European stocks booked solid gains in early trading, building on a Wall Street rally that followed stronger-than-expected jobs data, while gold prices slumped and crude extended declines.
The region-wide Stoxx Europe 600 index, the broadest measure of regional share prices, was marked 0.22% higher at 381.02 in the opening 30 minutes of trading, with Germany's DAX index rising 0.6% and Switzerland's SMI adding 0.5%. Britain's FTSE 100 was marked 0.35% higher in the opening half hour, with gains muted by steep declines for mining stocks.

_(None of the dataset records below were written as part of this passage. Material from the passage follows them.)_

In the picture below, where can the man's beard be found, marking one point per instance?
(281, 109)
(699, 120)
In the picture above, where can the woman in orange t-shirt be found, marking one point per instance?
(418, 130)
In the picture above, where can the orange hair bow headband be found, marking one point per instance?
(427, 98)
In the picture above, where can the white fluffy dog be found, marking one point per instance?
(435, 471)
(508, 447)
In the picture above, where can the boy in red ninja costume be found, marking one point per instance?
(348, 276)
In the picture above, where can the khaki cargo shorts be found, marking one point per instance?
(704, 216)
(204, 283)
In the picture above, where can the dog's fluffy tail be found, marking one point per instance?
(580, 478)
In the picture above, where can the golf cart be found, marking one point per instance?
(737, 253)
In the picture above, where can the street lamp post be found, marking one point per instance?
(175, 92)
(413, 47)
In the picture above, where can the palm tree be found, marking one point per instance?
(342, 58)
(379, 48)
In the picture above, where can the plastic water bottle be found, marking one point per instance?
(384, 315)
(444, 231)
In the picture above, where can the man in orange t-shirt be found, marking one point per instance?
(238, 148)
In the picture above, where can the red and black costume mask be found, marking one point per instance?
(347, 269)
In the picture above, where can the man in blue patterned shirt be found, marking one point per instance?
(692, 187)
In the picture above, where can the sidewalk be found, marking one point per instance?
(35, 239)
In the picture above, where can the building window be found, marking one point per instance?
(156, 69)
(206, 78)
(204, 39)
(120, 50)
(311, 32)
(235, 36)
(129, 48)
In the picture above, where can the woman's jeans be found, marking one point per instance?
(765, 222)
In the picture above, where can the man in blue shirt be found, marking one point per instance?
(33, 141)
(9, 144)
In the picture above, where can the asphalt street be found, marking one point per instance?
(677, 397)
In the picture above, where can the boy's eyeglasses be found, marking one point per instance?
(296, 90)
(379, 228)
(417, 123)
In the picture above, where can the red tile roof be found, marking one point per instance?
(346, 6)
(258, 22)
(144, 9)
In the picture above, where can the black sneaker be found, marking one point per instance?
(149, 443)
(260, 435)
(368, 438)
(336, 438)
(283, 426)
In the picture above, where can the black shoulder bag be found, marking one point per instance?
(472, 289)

Gold extended declines in early Monday trading, touching a three-month low, amid a move by investors into higher yielding assets in anticipation of interest rate increases from the world's major central banks.
Spot gold prices were marked 0.6% lower at $1,205.70 in early European trading, the lowest in more than three months, even as the U.S. dollar gave back some of the gains booked in Asia trading.
Global oil prices were also on the back foot, with West Texas Intermediate crude future for August delivery slipping 0.17% to $44.17 and Brent crude contracts for September, the global benchmark, falling 0.13% to $46.65. Both levels extended heavy declines in Friday's trading after the closely-watch Baker Hughes rig count, which tallies weekly U.S. production installations, rose by seven units to 763, the most since April 2015.
Overnight in Asia, the region-wide MSCI Asia ex-Japan index was marked 0.3% higher while a softer yen helped lifted Japan's Nikkei 225 rise 0.8% to close at a one-week high of 20,080.98 points.
Government bond yields, however, which have dictated the direction of equity markets for the past two weeks, continued to edge higher in overnight trading, with benchmark 10-year U.S. Treasuries rising around 1 basis point to 2.39% in anticipation of further signals from the Fed that it will start reducing its $4.5 trillion balance sheet in the fall.